Specifically dojo has this useless dijit widget collection. For any serious web app I doubt you would find dijit suitable to exactly your needs. Which means you have to develop your own using the query/animation/events api.

1 comments

"Most apps I worked on required only querying and events."

Well, that's not really quite the background to call the dojo widgets useless. They are a really useful set of _programmable_ widgets.

Aye, they _might_ appear to be useless to developers used to cut & paste, but if you delve a little deeper you will discover a world of useful UI widgets that can fulfill most of your needs for rich web applications.

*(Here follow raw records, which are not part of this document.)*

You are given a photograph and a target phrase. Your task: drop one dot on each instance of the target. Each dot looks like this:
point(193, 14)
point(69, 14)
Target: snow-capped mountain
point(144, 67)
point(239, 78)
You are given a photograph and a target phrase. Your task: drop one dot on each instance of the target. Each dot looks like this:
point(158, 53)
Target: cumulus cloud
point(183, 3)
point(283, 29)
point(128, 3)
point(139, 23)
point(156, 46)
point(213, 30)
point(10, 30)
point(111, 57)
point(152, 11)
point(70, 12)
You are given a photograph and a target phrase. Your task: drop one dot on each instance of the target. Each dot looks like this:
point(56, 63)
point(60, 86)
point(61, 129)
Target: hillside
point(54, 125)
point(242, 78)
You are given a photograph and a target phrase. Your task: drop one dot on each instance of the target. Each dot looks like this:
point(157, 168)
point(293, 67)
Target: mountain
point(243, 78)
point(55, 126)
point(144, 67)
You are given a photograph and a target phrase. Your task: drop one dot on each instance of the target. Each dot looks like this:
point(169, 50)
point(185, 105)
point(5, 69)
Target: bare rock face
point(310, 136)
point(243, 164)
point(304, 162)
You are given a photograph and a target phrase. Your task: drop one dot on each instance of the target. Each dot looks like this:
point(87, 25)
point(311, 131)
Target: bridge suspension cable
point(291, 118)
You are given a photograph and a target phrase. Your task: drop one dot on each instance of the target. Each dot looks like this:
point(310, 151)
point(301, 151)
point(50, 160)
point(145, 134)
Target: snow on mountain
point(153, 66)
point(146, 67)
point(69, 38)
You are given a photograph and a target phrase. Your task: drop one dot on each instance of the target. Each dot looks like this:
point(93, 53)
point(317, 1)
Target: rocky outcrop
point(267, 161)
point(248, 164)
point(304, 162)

If your needs aren't fulfilled with the provided widgets you can always make your own or modify the existing ones with the tools provided, that I must say are great at it.

Because there is really no need for the widgets dojo provides. In every project where a widget kind of thing was required - the requirement also included it to be developed in house, exactly suited to our needs. If we would have chosen dojo widgets we would have had to alter them heavily to do what we want, the way we want it, the way it fits with our codebase. We did that once though, and learned not do try that again.

How is using dojo widgets not "cut and paste"? Thats exactly what cut and paste is, all the jQuery stuff we develop is our own, not cut and pasted. If we really wanted to use dojo widgets, some in the team would have to dig deep into dijit, which makes the whole thing useless since they might as well develop their own "widgets" using jquery in less time, and less maintenence, and less dependency on yet another abstraction/library.